DBCC TRACEON (2588) DBCC HELP (' IND ') DBCC execution is complete. If DBCC outputs an error message, contact your system administrator. DBCC IND ({' dbname ' | dbid}, {' ObjName ' | objid}, {nonclustered indid | 1 | 0 |-1 |-2} [, Partition_number]) DBC C is finished executing. If DBCC outputs an error message, contact your system administrator.
The format of the output has 4 ways, different ways, the output is not the same.
    • -2: Returns all IAM pages, based on the management of in-row data pages, row overflow data pages, and IAM pages for large object data pages
    • -1: Returns all IAM pages and data pages.
    • 0: Returns an IAM page that manages data pages within rows, in-row data pages
    • 1: Returns data page information for clustered index and IAM page information (same-1)
    • 2: Returns data page information and IAM page information for the 1th nonclustered index
    • 3: Returns data page information and IAM page information for the 2nd nonclustered index
    • ...
    • N: Returns data page information and IAM page information (n>1) for the n-1 nonclustered index

3.1.2 Test CasesNew table, Tbpage_c, contains large data objects and row overflow situations.

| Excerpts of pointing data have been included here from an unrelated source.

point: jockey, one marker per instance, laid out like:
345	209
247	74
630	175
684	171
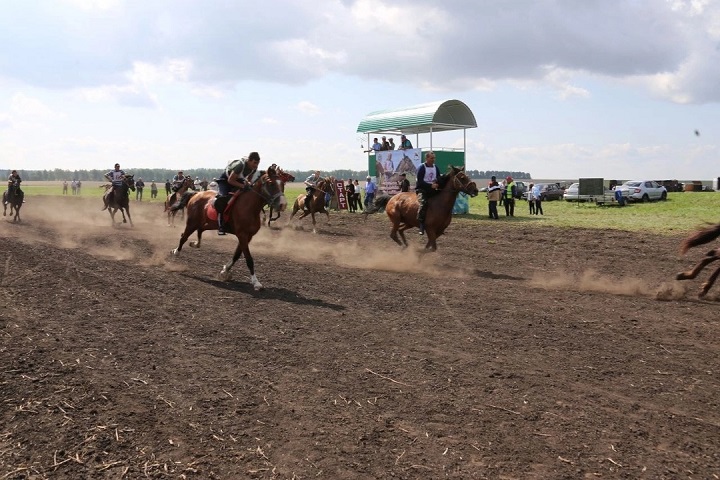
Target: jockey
178	181
426	186
237	175
310	185
116	176
14	181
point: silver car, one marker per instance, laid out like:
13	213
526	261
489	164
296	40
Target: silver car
643	190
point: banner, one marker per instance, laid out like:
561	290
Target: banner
342	194
389	164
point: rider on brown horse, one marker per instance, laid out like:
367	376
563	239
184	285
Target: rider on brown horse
426	186
237	175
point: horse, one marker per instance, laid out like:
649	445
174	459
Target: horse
174	198
118	198
402	208
699	238
14	197
242	217
284	178
317	202
406	166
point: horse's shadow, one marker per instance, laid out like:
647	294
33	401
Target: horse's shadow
268	293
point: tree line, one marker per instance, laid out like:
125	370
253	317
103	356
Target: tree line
163	174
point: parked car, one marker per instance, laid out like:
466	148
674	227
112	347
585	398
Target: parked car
643	190
548	191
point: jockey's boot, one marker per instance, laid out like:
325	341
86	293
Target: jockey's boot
221	229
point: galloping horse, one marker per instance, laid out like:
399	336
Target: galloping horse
173	198
402	208
700	238
242	217
284	178
317	201
13	196
119	199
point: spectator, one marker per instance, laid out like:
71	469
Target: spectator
370	189
494	194
404	183
509	198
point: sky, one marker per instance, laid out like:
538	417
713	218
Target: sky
559	88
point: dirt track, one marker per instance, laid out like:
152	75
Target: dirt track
514	352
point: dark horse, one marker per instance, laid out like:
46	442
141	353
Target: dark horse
403	207
284	178
173	198
242	217
13	196
700	238
118	198
317	202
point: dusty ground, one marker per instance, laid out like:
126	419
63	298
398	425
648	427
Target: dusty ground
514	352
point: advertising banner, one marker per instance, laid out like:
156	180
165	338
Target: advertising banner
390	164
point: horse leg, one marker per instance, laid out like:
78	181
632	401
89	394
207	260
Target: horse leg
689	275
706	286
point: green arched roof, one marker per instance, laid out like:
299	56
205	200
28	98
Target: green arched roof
425	118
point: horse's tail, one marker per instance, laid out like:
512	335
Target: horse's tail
703	236
378	204
183	201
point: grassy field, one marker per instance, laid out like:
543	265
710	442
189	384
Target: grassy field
681	213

Insert a row of data, and then analyze. In the database, each row of data is stored by default on the same data page, if a data page can not store a row of data, then there will be row overflow situation, specifically to understand the row overflow, so in this table, set two data columns occupy space >8k, see table SQL as follows, the SQL to build data is as follows.
CREATE TABLE Tbpage_c (ID int identity () NOT null primary key, Namea varchar (6000), Nameb varchar (+), descriptions text ) #name_a insert 6,000 characters, name_b insert 3,000 characters, descriptions insert 100 characters insert into Tbpage_c (namea,nameb,descriptions) Select      substring (Stuff ((select name+ ', ' from Master.dbo.spt_values for XML Path ("))," ("),"), 1,6000),      SUBSTRING (Stuff ((select name+ ', ' from Master.dbo.spt_values for XML Path (')), "("), "), 1,3000),      substring (stuff ( Select Name+ ', ' from Master.dbo.spt_values for XML Path (') '), 1, 1, '), 1,100)

DBCC IND (' dbpage ', ' Tbpage_c ',-2)

The option is-2, which displays all IAM pages for the table. Because the table has row overflow and large object column, so there will be its corresponding IAM page, so you can see there are 3 iam, in-row data, row-overflow data, LOB data.

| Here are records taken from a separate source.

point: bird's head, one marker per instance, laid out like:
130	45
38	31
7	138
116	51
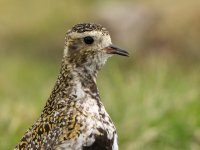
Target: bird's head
89	45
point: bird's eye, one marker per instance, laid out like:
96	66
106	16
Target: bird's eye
88	40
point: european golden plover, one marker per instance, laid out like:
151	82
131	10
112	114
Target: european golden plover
74	117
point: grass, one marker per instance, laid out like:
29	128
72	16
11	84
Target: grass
153	97
154	104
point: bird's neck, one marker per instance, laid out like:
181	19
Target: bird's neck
73	83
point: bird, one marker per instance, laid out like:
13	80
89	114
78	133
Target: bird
74	118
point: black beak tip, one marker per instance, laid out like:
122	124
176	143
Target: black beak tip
115	50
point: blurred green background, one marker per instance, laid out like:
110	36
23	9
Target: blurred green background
153	96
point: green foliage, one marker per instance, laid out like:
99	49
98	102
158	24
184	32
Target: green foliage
153	96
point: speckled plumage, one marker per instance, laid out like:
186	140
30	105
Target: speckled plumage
74	118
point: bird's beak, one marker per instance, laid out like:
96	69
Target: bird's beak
115	50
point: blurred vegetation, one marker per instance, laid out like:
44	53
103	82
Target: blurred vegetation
156	96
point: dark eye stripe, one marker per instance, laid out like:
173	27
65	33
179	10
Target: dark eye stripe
88	40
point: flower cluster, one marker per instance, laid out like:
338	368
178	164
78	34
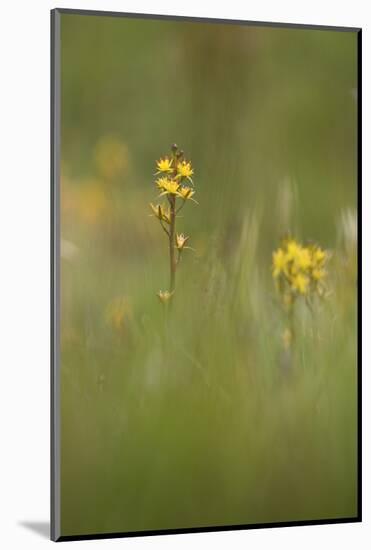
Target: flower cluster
299	270
175	184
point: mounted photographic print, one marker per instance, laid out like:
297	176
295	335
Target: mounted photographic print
205	196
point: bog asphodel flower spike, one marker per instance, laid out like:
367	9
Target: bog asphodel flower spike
174	171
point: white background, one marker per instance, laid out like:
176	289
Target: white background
24	267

The DBCC IND (' dbpage ', ' Tbpage_c ',-1) option is-1, which returns all IAM pages and data pages.
    • Data page number 310,309 belongs to the In-row data type. 309 record actual data, 310 record In-row data actual page distribution.
    • Data page number 307,308 belongs to the Row-overflow data type. 307 record actual data, 308 record Row-overflow data actual page distribution.
    • The data page number 305,306 belongs to the LOB data type. 305 record actual data, 306 record the actual data page distribution of LOB data.

The DBCC IND (' dbpage ', ' Tbpage_c ', 0) option is 0, which returns the IAM page that manages the data pages in the row, the inline data page, and therefore only returns the In-row data page.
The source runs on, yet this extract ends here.